2

Let pi(x) denote the number of primes <= x. For example, pi(100) = 25. I would like to create a table which stores values of pi(x) for all x <= L. I figured the quickest way would be to use the sieve of Eratosthenes. First I mark all primes, and then I use dynamic programming, summing the count of primes and increasing each time a new prime appears. This is implemented in the Java code below:

public static int [] piTableSimple (int L)
    {
        int sqrtl = (int) Math.sqrt(L);
        int [] piTable = new int [L + 1];

        Arrays.fill(piTable, 1);
        piTable[0] = 0;
        piTable[1] = 0;

        for (int i = 2 ; i <= sqrtl ; i++)
            if (piTable[i] == 1)
                for (int j = i * i ; j <= L ; j += i)
                    piTable[j] = 0;

        for (int i = 1 ; i < piTable.length ; i++)
            piTable[i] += piTable[i - 1];

        return piTable;
    }

There are 2 problems with this implementation:

  1. It uses large amounts of memory, as the space complexity is O(n)
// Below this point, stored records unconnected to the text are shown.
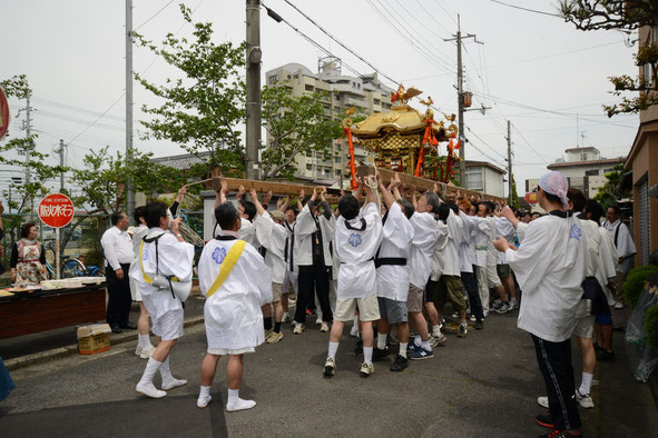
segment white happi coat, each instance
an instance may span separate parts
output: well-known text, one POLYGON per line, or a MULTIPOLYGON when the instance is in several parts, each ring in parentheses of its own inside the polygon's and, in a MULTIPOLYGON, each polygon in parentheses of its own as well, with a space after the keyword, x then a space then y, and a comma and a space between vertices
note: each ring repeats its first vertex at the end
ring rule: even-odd
POLYGON ((406 265, 382 265, 377 272, 377 296, 395 301, 406 301, 409 293, 411 242, 413 227, 397 202, 393 202, 382 228, 382 246, 379 258, 403 258, 406 265))
POLYGON ((286 272, 285 243, 287 231, 284 226, 276 223, 269 213, 265 211, 254 221, 256 238, 266 249, 265 265, 272 269, 272 282, 283 285, 286 272))
POLYGON ((613 223, 606 222, 603 227, 610 233, 610 238, 617 249, 619 258, 623 258, 623 261, 619 263, 617 270, 619 272, 627 273, 630 270, 631 256, 637 252, 632 237, 626 223, 621 222, 621 219, 617 219, 613 223))
MULTIPOLYGON (((147 238, 163 235, 158 239, 158 262, 157 271, 164 276, 175 276, 181 282, 191 281, 191 263, 194 260, 194 246, 187 242, 179 242, 170 232, 159 227, 150 228, 147 238)), ((144 243, 141 265, 148 277, 156 277, 156 243, 144 243)), ((159 289, 149 285, 144 279, 139 260, 130 267, 130 278, 136 282, 141 293, 141 300, 150 319, 156 323, 166 312, 183 309, 183 303, 176 298, 169 288, 159 289)))
POLYGON ((336 219, 333 215, 321 215, 313 218, 313 213, 307 202, 295 222, 295 245, 293 246, 293 257, 295 266, 313 266, 313 233, 320 229, 322 233, 322 250, 324 255, 324 265, 332 266, 331 242, 334 240, 336 229, 336 219), (316 221, 317 219, 317 221, 316 221))
POLYGON ((573 217, 549 213, 528 225, 519 250, 507 250, 507 260, 523 290, 520 329, 551 342, 571 337, 587 259, 586 237, 573 217))
POLYGON ((425 290, 432 275, 432 253, 439 239, 439 226, 434 215, 428 212, 416 211, 410 221, 413 226, 410 282, 416 288, 425 290))
MULTIPOLYGON (((206 243, 198 262, 199 287, 207 296, 219 275, 222 262, 234 240, 206 243)), ((206 300, 204 317, 208 349, 237 350, 257 347, 265 341, 261 307, 272 302, 272 270, 263 257, 247 243, 222 287, 206 300)))
POLYGON ((436 221, 436 226, 439 227, 439 238, 432 252, 432 273, 430 275, 432 281, 439 281, 443 275, 445 269, 445 246, 448 245, 448 226, 441 220, 436 221))
POLYGON ((445 220, 448 225, 448 243, 445 245, 445 266, 443 275, 456 276, 461 275, 461 259, 459 257, 459 248, 463 239, 463 222, 452 209, 445 220))
POLYGON ((367 203, 348 221, 340 216, 334 242, 341 260, 336 297, 365 298, 377 293, 374 257, 382 243, 382 217, 377 203, 367 203), (365 228, 361 231, 364 221, 365 228), (347 222, 352 229, 347 228, 347 222))

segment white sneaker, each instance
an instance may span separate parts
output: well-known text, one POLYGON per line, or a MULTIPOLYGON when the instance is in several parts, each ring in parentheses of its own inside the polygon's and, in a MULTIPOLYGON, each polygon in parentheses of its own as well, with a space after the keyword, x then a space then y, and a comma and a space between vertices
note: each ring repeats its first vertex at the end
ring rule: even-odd
POLYGON ((206 406, 208 406, 208 404, 210 402, 212 399, 213 399, 213 397, 210 397, 209 394, 205 397, 199 395, 199 398, 197 398, 197 400, 196 400, 196 407, 199 409, 203 409, 206 406))
POLYGON ((580 394, 580 389, 576 390, 576 399, 578 400, 578 404, 581 408, 591 409, 595 407, 595 402, 592 401, 591 396, 589 394, 580 394))
POLYGON ((163 390, 168 391, 174 388, 178 388, 179 386, 183 386, 183 385, 187 385, 187 380, 177 379, 177 378, 173 377, 171 380, 167 380, 167 381, 163 380, 163 390))
POLYGON ((238 397, 237 401, 232 402, 232 404, 226 404, 226 411, 227 412, 235 412, 238 410, 252 409, 254 406, 256 406, 256 402, 254 400, 243 400, 242 398, 238 397))
POLYGON ((350 336, 357 338, 359 337, 359 326, 354 325, 352 326, 352 329, 350 330, 350 336))
POLYGON ((163 398, 167 395, 167 392, 160 391, 158 388, 156 388, 153 382, 148 382, 148 384, 139 382, 135 387, 135 390, 137 392, 144 394, 145 396, 150 397, 150 398, 163 398))
MULTIPOLYGON (((141 352, 139 354, 139 358, 140 359, 148 359, 149 357, 153 356, 154 351, 156 350, 156 348, 154 346, 150 346, 149 348, 143 348, 141 352)), ((137 352, 135 352, 137 355, 137 352)))

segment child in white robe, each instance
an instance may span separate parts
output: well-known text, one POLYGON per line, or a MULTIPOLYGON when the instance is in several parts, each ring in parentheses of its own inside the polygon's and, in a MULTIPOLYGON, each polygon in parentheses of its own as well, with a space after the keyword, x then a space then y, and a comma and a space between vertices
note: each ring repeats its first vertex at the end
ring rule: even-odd
POLYGON ((272 302, 272 270, 253 246, 237 239, 240 218, 232 203, 219 205, 215 218, 220 236, 206 245, 198 262, 199 286, 207 297, 204 317, 208 350, 202 364, 197 406, 205 408, 210 402, 217 362, 228 356, 226 410, 230 412, 256 406, 253 400, 239 398, 243 356, 254 352, 265 340, 261 307, 272 302), (222 270, 228 275, 220 276, 222 270), (219 283, 220 277, 224 281, 219 283))
POLYGON ((158 337, 158 346, 148 359, 136 387, 137 392, 151 398, 167 395, 153 384, 157 370, 163 377, 164 390, 187 384, 187 380, 176 379, 169 370, 169 352, 183 336, 183 303, 174 295, 170 286, 158 287, 151 283, 151 279, 158 276, 176 277, 179 282, 191 281, 194 246, 180 236, 181 219, 169 222, 167 211, 167 206, 163 202, 146 206, 145 220, 149 232, 139 253, 140 262, 134 263, 130 268, 130 278, 141 292, 144 306, 153 321, 153 332, 158 337), (149 242, 150 239, 154 240, 149 242))

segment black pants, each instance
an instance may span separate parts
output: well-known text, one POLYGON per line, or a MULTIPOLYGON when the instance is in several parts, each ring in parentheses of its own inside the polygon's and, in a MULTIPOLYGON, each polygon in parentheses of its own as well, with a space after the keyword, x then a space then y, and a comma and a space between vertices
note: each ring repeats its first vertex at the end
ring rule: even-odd
POLYGON ((532 336, 537 362, 546 382, 549 409, 556 429, 580 429, 580 415, 576 401, 576 384, 571 366, 571 339, 550 342, 532 336))
POLYGON ((130 281, 128 280, 129 263, 121 263, 124 271, 124 279, 119 280, 117 273, 111 266, 107 266, 107 292, 109 299, 107 301, 106 320, 110 326, 114 323, 125 325, 128 322, 130 316, 130 306, 132 305, 132 297, 130 296, 130 281))
POLYGON ((467 293, 469 293, 469 302, 471 303, 471 315, 474 315, 478 320, 484 319, 484 312, 482 311, 482 300, 480 300, 480 291, 478 290, 478 283, 475 282, 475 276, 473 272, 461 272, 462 283, 467 293))
POLYGON ((295 321, 306 323, 306 306, 313 301, 314 293, 317 293, 322 320, 331 322, 334 320, 328 299, 328 282, 332 278, 332 268, 326 266, 301 266, 297 276, 297 305, 295 307, 295 321))

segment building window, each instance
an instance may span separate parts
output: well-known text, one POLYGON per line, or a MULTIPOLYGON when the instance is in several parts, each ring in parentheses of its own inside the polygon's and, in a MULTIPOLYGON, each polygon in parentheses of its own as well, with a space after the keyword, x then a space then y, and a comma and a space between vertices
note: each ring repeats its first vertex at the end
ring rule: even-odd
POLYGON ((467 189, 484 190, 484 185, 482 181, 482 168, 467 169, 467 189))

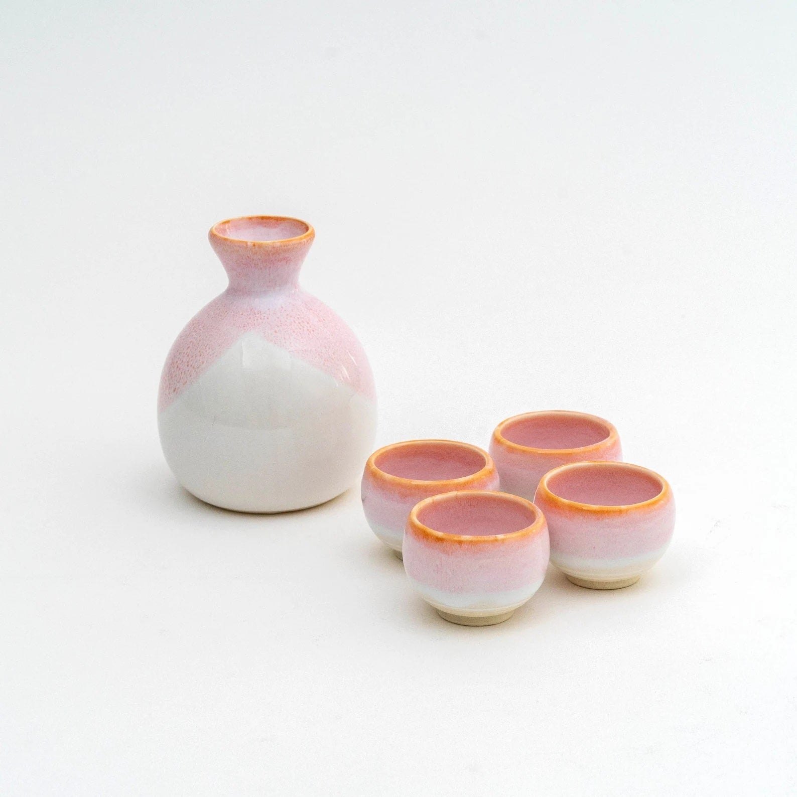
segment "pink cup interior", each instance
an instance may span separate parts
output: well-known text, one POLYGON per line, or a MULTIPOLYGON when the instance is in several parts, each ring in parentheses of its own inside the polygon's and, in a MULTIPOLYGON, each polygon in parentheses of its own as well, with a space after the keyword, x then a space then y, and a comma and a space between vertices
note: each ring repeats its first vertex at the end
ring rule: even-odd
POLYGON ((487 460, 483 453, 458 443, 418 440, 388 449, 374 464, 383 473, 402 479, 441 481, 473 476, 487 460))
POLYGON ((505 439, 517 446, 552 450, 592 446, 611 433, 608 425, 600 421, 556 412, 519 418, 501 430, 505 439))
POLYGON ((533 507, 497 493, 457 493, 430 501, 416 517, 443 534, 483 537, 528 528, 537 513, 533 507))
POLYGON ((594 506, 627 506, 655 498, 662 479, 622 462, 590 462, 548 477, 548 489, 559 498, 594 506))
POLYGON ((217 235, 236 241, 285 241, 304 235, 310 228, 297 218, 279 218, 254 216, 252 218, 231 218, 214 227, 217 235))

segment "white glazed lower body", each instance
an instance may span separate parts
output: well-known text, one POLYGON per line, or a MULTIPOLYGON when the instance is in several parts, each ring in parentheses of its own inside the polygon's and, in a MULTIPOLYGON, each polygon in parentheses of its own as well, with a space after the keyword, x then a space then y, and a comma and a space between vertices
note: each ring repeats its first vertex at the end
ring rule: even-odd
POLYGON ((159 414, 167 461, 198 498, 239 512, 302 509, 357 479, 373 402, 249 333, 159 414))
POLYGON ((489 626, 509 619, 540 589, 543 579, 502 592, 447 592, 407 576, 413 588, 438 614, 462 626, 489 626))
POLYGON ((551 562, 567 579, 579 587, 596 590, 614 590, 630 587, 650 570, 663 556, 667 546, 639 556, 623 559, 587 559, 571 556, 551 548, 551 562))
POLYGON ((390 528, 381 523, 375 523, 368 520, 371 530, 383 542, 399 559, 402 558, 402 544, 404 540, 404 529, 400 531, 390 528))

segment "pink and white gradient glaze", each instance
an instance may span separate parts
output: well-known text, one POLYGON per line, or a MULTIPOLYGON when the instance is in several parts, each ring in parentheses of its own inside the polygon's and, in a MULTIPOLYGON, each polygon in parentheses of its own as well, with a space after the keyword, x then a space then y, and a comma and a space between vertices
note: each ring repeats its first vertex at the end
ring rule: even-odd
POLYGON ((535 503, 551 535, 551 561, 574 583, 617 589, 664 555, 675 501, 658 473, 627 462, 578 462, 543 477, 535 503))
POLYGON ((410 512, 404 569, 445 619, 503 622, 540 588, 548 532, 531 501, 505 493, 457 492, 427 498, 410 512))
POLYGON ((347 489, 373 445, 376 405, 354 333, 303 291, 305 222, 220 222, 210 245, 227 289, 188 323, 158 398, 167 461, 202 501, 282 512, 347 489))
POLYGON ((407 440, 368 458, 363 510, 373 532, 400 556, 410 510, 424 498, 465 489, 498 489, 498 473, 486 451, 454 440, 407 440))
POLYGON ((527 412, 502 421, 490 440, 506 493, 534 500, 540 480, 552 469, 587 460, 621 461, 617 430, 597 415, 566 410, 527 412))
  2. Because Java arrays are "int"-indexed, the bound for L is 2^31 - 1

I can "cheat" a little though. Because for even values of x, pi(x) = pi(x - 1), enabling me to both reduce memory usage by a factor of 2, and increase the bound for L by a factor of 2 (Lmax <= 2^32).

This is implemented with a simple modification to the above code:

public static long [] piTableSmart (long L)
    {
        long sqrtl = (long) Math.sqrt(L);
        long [] piTable = new long [(int) (L/2 + 1)];

        Arrays.fill(piTable, 1);
        piTable[0] = 0;
        piTable[1] = 0;
        piTable[2] = 1;

        for (int i = 3 ; i <= sqrtl ; i += 2)
            if (piTable[(i + 1) / 2] == 1)
            {
                long li = (long) i;
                long inc = li * 2L;
                for (long j = li * li ; j <= L ; j += inc)
                    piTable[(int) ((j + 1) / 2)] = 0;
            }

        piTable[2] = 2;

        for (int i = 1 ; i < piTable.length ; i++)
            piTable[i] += piTable[i - 1];

        return piTable;
    }

Note that the value of pi(2) = 1 is not directly represnted in this array. But this has simple workarounds and checks that solve it. This implementation comes with a small cost, that the actual value of pi(x) is not accessed in a straight-forward way, but rather to access the value of pi(x), one has to use

piTable[(x + 1) / 2] 

And this works for both even and odd values of x of course. The latter completes creating a pi(x) table for x <= L = 10^9 in 10s on my rather slowish laptop.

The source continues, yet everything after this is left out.